On the “big vision” for the combined entity, Cohen emphasized collectibles—trading cards and collectibles—particularly the need for trust and authenticity. He said GameStop has 1,600 stores that can authenticate items in live commerce using physical infrastructure and that sellers could ship or GameStop could ship. He also discussed increasing product intake by bringing more inventory onto the platform. He cited live commerce as an additional growth area, arguing that eBay has a large user base (he referenced “130,000,000 users”) that competitors have struggled against in live commerce. He said live commerce would involve partnering with creators, improving the platform’s technology and UI consistency, and building the incentive structure for creators so the integration is “deeply” connected rather than relying on simple referral codes.
Cohen addressed why eBay might not have been pursued more and said that some strategic players had “circled around” earlier but nothing happened, and he stated large competitors wouldn’t be able to clear antitrust, while he believed a merger could receive regulatory clearance. He described efficiency plans using GameStop as an example, saying he “breathed a lot of life” into a business he called a “dog,” including pulling back “SG&A by 47%” and making marketing more efficient. He said eBay spends large amounts on sales and marketing and corporate overhead, and he claimed many marketing spend decisions don’t translate into profit, framing it as perverse incentives and job protection. He also said he would not run a “leverage business,” would pay down debt, increase earnings, and make cost-cutting happen quickly.
When asked about inspiration from Elon Musk and Twitter’s take-private, Cohen discussed Twitter’s situation in terms of advertisers and said engineering teams move faster with smaller groups. On LLMs, he said eBay’s business model is more certain than most tech businesses and that eBay is unlikely to be disrupted, also saying he expects continued durability despite limited innovation.
Cohen said that if an M&A deal doesn’t occur, he’s still looking at ways to protect his investment and improve the business, with an emphasis that his goal is owning and running eBay rather than being an activist. He referenced Chewy as a comparable “on steroids” model and suggested eBay has “much more runway,” including global potential. He said his compensation is “based on performance, 100%,” tied to market-cap thresholds, and he said he hasn’t taken salary or bonuses.
He also raised internal alignment and potential friction: he said he is cutting marketing spend and believes the board may dislike his calls on board fees, and he discussed a GameStop career-page listing for a “personal assistant,” describing it as a benefit using company resources and saying he personally pays for his assistant.
Regarding deal logistics, Cohen said the cash is accounted for today via a highly confident bank letter for “$20,000,000,000 plus,” plus “9,000,000,000 of cash,” and the remainder would be rolling equity into the combined company. He said he wants to own eBay at $125 per share but believes it could be worth much more if he runs it, and he said he would roll 100% of the equity.
He discussed eBay’s digital marketplace ambitions, stating eBay is already buying and selling digital items but fraud and chargebacks remain issues, and he said digital gaming is a “huge opportunity.” On AI internally, he said he’s seen eBay make listings easier by generating product descriptions, but he said selling still involves many steps and is “too difficult,” and he pointed again to GameStop’s store footprint as a way to increase intake and simplify real item listings.

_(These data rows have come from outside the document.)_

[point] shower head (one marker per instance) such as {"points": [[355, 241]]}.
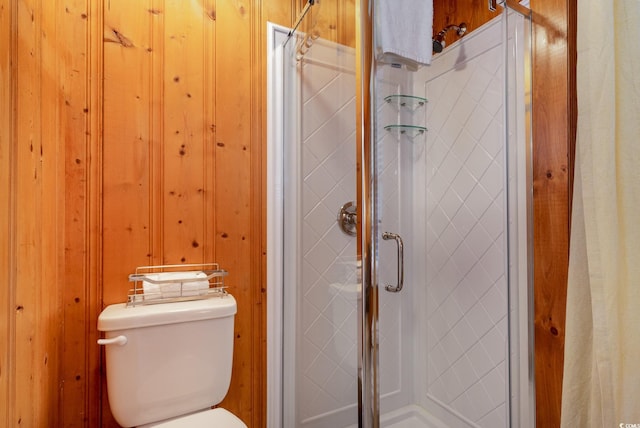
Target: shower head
{"points": [[439, 40]]}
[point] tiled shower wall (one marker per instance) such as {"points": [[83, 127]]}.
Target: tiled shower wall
{"points": [[463, 185], [444, 193]]}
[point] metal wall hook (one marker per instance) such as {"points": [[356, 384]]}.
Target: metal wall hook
{"points": [[348, 218]]}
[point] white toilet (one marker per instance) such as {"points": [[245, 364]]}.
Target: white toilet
{"points": [[168, 363]]}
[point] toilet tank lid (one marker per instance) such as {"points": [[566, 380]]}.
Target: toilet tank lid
{"points": [[121, 317]]}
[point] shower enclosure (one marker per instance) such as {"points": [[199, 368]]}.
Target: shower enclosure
{"points": [[398, 246]]}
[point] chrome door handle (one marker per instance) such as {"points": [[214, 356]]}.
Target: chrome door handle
{"points": [[386, 236]]}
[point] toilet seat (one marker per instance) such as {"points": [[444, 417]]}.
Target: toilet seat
{"points": [[212, 418]]}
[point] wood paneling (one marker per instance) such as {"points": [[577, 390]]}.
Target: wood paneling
{"points": [[46, 370], [553, 137], [7, 217], [133, 133]]}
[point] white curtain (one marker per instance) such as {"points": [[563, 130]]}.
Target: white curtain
{"points": [[602, 350]]}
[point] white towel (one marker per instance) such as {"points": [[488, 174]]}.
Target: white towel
{"points": [[179, 284], [404, 31]]}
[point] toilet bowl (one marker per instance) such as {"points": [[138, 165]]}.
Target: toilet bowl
{"points": [[168, 364]]}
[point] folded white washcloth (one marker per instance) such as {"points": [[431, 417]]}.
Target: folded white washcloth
{"points": [[403, 32], [178, 284]]}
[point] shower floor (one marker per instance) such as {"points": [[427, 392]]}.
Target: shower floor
{"points": [[409, 417]]}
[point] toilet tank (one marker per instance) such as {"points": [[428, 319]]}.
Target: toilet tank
{"points": [[176, 360]]}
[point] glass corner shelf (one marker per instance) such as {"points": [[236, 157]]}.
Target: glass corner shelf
{"points": [[411, 131], [410, 101]]}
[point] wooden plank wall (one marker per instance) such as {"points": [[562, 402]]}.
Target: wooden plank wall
{"points": [[554, 119], [133, 133]]}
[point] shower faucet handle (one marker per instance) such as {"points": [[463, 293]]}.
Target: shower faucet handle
{"points": [[348, 218]]}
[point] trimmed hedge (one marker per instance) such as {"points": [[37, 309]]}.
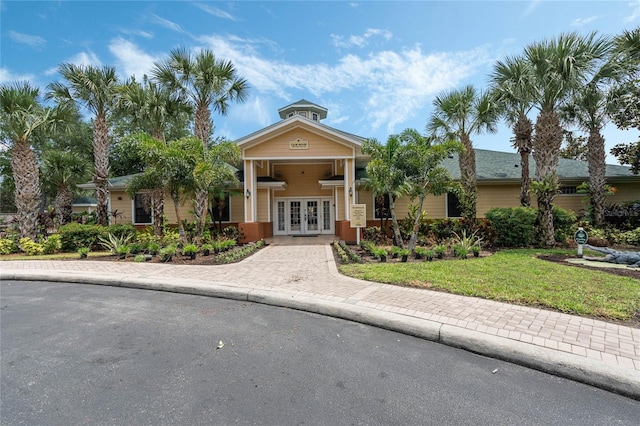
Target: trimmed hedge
{"points": [[515, 225]]}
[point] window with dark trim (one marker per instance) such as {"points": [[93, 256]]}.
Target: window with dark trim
{"points": [[220, 209], [142, 212], [568, 190], [454, 209], [382, 209]]}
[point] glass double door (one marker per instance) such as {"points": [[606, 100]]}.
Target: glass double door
{"points": [[303, 216]]}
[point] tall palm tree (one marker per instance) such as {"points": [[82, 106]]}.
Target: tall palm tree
{"points": [[208, 83], [157, 110], [64, 170], [560, 67], [458, 115], [96, 90], [385, 176], [510, 82], [23, 116]]}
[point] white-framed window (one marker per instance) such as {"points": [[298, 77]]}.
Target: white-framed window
{"points": [[142, 209], [220, 209], [569, 190], [454, 209], [381, 207]]}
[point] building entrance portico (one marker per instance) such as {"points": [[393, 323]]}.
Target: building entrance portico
{"points": [[303, 216], [299, 176]]}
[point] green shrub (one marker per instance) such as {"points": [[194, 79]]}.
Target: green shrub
{"points": [[30, 248], [440, 250], [114, 243], [170, 237], [189, 249], [167, 253], [53, 244], [8, 246], [564, 224], [515, 226], [83, 252], [121, 230], [75, 235]]}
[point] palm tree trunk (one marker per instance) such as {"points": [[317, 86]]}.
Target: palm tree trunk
{"points": [[158, 210], [27, 183], [202, 132], [416, 225], [63, 205], [597, 179], [101, 164], [397, 236], [522, 131], [467, 163], [547, 142], [175, 196]]}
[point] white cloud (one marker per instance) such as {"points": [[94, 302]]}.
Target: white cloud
{"points": [[31, 40], [137, 33], [214, 11], [85, 59], [583, 21], [397, 83], [530, 8], [130, 59], [635, 12], [166, 23], [359, 41], [7, 76]]}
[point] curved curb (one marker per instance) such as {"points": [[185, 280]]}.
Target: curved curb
{"points": [[611, 378]]}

He said the GameStop store footprint could expand or shrink depending on lease utility, traffic, and profitability, with short-term leases (two to three years). He also discussed a possible partnership where GameStop authenticates rare collectibles for a price funded by eBay, saying it would take “$0 in CapEx,” but also said he reached out to eBay earlier and it “never gained any traction,” citing lack of urgency. He mentioned mutual retro gaming growth, saying their retro business in stores is still small but growing, with “return rates” described as high. For the rest of the week, he said it was largely “in their court.”